Based on the workshop discussions, it was concluded that while chemicals can bring short-term benefits in terms of increased production and income they can also can result in long term costs in terms of negative impacts on human health and the ecosystem services supporting livelihoods. It is of special concern to consider impacts of pollution on the livelihood opportunities of the poorest parts of the population.

The study identified an increasing body of evidence that demonstrates that chemical contaminants in agricultural ecosystems from a number of different sources can have a negative effect on a range of ecosystem services including: food and fodder provision; pollination; water cycling and regulation; nutrient cycling; support for human, animal and plant health; contaminant regulation; and spiritual and cultural services. The degradation of these ecosystem services by chemical contaminants can exacerbate poverty in a variety of ways. For example, contamination of food can lower market values reducing income for farmers, effects on soil functioning can lead to reductions in crop productivity, and adverse effects on human health, arising from environmental exposure to chemicals, can reduce an individual's capacity to work.

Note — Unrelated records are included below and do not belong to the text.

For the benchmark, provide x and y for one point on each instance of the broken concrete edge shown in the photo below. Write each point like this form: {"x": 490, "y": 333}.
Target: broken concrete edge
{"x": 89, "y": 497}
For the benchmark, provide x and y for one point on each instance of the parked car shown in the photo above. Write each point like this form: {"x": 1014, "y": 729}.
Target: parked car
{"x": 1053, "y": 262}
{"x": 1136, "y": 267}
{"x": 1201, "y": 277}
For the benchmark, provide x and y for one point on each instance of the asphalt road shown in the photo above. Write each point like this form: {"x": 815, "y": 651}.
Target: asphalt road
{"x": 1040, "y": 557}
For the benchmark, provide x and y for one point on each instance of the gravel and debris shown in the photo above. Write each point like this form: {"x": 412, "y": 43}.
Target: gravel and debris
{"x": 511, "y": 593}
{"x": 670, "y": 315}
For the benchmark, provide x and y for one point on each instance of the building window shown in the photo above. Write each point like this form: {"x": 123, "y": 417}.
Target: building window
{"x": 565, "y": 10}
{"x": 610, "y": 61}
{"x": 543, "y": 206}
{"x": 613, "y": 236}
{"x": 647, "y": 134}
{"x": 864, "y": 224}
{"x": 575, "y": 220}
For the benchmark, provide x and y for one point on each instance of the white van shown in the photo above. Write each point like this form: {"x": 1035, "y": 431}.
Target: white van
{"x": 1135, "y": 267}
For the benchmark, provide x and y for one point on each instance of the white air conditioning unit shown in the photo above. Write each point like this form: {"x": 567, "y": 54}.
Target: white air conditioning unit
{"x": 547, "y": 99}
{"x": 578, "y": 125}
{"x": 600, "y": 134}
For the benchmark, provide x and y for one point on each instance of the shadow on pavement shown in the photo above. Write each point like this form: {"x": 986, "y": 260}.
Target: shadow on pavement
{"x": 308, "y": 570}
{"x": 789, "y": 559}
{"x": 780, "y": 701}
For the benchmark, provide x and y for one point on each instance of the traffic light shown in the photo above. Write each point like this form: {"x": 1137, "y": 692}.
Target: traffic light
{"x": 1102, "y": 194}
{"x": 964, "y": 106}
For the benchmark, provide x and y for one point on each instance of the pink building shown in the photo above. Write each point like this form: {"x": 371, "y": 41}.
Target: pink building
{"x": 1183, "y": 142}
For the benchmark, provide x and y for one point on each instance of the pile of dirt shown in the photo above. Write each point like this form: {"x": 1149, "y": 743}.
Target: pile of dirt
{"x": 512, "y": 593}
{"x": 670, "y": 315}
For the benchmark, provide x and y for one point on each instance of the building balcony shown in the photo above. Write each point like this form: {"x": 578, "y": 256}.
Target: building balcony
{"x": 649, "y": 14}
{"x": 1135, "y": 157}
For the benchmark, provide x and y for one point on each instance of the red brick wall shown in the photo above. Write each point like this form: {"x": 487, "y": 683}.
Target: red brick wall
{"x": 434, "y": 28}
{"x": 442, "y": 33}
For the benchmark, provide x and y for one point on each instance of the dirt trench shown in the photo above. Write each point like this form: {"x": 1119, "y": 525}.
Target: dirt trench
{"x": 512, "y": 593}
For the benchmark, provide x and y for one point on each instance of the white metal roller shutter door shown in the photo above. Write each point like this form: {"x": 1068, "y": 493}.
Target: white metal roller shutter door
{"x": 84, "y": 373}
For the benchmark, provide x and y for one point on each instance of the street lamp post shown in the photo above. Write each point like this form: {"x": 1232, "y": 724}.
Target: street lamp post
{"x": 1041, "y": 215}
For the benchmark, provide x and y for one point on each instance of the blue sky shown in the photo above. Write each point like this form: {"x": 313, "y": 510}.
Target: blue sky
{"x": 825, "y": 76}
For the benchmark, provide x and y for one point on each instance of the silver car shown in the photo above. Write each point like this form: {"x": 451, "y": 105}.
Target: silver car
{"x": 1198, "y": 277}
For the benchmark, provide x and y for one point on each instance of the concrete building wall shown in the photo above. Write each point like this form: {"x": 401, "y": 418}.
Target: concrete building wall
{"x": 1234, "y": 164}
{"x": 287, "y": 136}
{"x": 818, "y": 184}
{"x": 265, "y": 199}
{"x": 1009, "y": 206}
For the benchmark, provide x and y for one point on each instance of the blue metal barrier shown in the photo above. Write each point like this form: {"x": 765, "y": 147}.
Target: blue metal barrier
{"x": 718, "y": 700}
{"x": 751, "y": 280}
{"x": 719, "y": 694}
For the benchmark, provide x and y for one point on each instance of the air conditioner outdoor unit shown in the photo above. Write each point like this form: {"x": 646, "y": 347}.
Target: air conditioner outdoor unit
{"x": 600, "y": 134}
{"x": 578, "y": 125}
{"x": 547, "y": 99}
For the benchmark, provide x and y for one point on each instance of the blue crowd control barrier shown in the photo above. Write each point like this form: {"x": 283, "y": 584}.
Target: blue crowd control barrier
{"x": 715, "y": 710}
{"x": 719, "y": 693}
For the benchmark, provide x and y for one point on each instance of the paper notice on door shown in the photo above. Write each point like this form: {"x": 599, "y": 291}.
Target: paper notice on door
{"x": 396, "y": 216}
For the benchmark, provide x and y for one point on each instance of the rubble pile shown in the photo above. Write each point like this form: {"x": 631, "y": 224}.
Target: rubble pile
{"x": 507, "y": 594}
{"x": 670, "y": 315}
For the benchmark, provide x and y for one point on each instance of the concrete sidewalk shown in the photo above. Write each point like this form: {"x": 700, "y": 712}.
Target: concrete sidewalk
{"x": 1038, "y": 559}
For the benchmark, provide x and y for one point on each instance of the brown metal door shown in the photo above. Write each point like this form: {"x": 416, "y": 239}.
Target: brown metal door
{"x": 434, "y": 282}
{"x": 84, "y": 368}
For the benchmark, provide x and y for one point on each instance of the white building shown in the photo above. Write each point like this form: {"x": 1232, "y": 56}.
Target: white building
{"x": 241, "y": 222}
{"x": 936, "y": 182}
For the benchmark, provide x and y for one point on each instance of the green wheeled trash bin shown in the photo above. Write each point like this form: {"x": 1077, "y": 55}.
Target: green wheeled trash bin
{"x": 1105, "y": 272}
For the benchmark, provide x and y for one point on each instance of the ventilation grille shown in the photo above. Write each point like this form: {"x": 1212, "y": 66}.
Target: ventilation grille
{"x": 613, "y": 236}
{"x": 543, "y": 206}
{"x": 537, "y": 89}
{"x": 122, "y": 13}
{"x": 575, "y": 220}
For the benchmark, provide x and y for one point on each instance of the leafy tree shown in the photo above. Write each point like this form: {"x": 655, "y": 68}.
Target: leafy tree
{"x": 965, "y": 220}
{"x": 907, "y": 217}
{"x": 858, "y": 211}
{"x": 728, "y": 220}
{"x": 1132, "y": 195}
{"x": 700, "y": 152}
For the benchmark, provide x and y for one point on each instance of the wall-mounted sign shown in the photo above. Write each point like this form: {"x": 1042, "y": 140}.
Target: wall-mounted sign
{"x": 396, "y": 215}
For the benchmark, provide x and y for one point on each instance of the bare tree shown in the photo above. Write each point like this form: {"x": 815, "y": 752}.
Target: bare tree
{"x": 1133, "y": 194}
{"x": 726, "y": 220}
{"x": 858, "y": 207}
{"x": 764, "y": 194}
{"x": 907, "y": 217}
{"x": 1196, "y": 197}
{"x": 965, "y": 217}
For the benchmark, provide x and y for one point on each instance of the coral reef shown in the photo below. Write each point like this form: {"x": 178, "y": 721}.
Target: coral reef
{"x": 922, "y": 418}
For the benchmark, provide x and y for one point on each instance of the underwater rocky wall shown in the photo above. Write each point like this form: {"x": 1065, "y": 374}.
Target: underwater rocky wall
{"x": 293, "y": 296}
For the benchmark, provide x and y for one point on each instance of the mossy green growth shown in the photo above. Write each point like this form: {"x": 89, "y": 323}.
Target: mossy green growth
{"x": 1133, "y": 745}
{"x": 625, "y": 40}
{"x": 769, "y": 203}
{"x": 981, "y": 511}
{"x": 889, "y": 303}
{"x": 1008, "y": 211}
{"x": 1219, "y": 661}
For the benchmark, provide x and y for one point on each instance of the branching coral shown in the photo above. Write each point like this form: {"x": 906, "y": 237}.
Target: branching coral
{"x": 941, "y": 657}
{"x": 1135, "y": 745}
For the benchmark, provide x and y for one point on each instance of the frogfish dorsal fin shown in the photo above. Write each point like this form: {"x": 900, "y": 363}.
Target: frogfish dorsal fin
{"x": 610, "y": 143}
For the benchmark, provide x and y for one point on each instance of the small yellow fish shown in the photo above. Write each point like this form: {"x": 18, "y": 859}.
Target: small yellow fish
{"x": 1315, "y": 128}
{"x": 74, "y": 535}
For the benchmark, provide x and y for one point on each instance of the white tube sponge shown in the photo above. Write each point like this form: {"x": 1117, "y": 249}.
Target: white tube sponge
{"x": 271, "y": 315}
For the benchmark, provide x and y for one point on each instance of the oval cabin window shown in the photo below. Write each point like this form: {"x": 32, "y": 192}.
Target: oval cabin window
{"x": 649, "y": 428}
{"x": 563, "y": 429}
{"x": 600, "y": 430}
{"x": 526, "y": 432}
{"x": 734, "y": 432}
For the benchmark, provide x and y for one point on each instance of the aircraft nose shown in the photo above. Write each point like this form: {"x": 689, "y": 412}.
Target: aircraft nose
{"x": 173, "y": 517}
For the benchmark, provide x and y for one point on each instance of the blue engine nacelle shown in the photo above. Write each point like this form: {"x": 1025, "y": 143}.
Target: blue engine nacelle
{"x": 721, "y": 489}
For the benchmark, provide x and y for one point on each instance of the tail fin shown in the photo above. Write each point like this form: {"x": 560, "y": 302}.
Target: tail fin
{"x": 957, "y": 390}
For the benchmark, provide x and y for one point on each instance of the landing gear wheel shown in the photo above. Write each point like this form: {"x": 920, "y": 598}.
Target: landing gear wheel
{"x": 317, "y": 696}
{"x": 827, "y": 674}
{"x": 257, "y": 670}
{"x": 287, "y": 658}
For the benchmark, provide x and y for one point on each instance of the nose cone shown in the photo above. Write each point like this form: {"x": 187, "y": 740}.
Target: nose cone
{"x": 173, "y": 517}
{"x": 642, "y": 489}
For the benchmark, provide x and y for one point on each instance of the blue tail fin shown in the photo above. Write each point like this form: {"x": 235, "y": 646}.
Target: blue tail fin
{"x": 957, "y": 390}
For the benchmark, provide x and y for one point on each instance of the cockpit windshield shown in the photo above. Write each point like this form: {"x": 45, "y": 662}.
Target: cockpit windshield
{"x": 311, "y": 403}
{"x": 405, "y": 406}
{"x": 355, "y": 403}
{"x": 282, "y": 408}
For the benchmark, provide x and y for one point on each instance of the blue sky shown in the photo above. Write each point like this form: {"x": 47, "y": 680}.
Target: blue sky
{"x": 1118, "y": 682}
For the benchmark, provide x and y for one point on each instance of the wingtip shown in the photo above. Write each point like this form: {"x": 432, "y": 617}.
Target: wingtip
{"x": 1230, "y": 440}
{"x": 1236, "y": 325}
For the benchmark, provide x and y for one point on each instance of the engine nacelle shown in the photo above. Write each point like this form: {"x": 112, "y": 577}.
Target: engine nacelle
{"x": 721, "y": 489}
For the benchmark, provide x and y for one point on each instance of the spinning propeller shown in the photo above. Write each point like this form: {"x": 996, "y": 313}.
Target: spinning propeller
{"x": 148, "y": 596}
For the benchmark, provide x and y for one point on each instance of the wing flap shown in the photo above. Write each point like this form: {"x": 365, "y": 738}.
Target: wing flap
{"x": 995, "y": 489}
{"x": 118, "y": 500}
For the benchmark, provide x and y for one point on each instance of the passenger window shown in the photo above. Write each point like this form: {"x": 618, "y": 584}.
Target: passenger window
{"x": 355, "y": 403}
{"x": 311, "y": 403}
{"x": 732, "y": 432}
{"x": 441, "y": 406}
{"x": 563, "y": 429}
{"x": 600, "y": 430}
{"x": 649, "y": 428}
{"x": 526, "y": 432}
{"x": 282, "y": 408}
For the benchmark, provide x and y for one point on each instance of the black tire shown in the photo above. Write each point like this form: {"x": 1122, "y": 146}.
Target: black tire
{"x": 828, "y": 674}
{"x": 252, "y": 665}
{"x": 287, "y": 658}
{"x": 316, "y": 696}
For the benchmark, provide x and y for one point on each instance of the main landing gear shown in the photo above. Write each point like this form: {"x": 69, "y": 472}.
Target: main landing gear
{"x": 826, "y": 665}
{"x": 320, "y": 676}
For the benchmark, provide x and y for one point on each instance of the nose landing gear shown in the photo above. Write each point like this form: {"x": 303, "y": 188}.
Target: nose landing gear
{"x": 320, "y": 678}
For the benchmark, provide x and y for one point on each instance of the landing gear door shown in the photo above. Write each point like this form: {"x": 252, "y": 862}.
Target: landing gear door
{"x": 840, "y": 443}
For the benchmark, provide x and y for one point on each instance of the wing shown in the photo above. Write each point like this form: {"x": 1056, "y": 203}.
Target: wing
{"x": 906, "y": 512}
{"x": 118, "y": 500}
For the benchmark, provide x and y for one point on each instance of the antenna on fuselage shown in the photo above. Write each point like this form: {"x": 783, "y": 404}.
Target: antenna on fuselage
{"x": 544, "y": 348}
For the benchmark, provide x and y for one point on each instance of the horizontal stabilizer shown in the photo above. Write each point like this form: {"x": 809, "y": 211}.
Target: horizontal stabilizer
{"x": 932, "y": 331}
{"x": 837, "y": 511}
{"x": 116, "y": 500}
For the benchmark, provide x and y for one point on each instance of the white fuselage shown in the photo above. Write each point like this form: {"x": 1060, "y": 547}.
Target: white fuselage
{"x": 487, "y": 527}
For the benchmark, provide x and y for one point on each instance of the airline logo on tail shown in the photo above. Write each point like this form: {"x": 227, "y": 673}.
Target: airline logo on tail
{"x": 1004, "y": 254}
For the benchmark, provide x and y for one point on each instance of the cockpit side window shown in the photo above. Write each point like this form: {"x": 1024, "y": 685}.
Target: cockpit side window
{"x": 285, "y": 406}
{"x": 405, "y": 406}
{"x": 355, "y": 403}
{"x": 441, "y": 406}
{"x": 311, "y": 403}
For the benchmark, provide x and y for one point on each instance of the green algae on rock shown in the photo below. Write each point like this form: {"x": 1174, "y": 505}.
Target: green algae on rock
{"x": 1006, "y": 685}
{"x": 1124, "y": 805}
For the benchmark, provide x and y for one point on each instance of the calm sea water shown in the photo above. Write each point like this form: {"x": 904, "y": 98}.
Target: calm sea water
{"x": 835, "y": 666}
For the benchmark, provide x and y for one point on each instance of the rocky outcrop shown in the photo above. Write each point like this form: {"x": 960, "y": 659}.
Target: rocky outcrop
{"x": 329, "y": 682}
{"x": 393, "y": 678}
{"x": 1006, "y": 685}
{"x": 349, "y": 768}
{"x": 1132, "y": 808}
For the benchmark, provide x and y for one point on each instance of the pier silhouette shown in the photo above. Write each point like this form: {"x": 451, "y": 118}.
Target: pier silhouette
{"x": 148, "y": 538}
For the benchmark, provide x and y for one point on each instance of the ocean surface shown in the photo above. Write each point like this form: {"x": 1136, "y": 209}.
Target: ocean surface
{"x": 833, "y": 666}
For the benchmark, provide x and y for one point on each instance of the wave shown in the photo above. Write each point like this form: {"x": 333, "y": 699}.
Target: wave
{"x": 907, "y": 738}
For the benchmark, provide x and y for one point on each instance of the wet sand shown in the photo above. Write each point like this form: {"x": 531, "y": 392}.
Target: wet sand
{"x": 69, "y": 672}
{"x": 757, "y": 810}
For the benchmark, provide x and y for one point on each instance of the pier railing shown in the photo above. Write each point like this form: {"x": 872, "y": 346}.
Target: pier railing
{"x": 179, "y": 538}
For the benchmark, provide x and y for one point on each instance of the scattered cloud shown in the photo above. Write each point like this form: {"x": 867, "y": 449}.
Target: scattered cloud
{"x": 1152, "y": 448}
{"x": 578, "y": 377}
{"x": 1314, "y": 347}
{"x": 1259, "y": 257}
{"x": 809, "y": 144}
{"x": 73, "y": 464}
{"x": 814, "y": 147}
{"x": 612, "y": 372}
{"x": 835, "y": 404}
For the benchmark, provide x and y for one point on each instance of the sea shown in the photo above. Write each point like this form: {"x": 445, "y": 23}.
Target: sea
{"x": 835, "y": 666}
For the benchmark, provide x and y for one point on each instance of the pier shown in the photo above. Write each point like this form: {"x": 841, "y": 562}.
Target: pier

The study concluded that the current knowledge on the links between chemical contamination and poverty is not coherent or joined up. It was apparent from the workshop discussions that the implications of current chemical contamination on poverty are not understood and that this knowledge gap should be addressed before considering how things could change in the future (the initial aim of the project).
Exploitation Route While the project was only a pilot scale study, the recommendations should be of interest to international development departments and agencies (e.g. DFID), global health agencies (e.g. WHO) and the chemicals industry (e.g. agrichemical producers) This study was a pilot project. Workshop participants agreed that there is an urgent need to understand the potential effects of chemical contaminants on the delivery of ecosystem services in S. Asian agricultural systems and the links between these effects and poverty. To gain this understanding an integrated approach is needed that involves both the natural and social sciences and multiple stakeholders. By identifying and implementing pathways to mitigate contaminant impacts on ecosystems now, poverty levels will be reduced and this reduction will be maintained into the future.
Sectors Chemicals,Environment

Description This was a pilot project to scope out the area. Unfortunately, a significant work programme is needed before the concepts developed in the pilot study could be used to inform different stakeholder groups.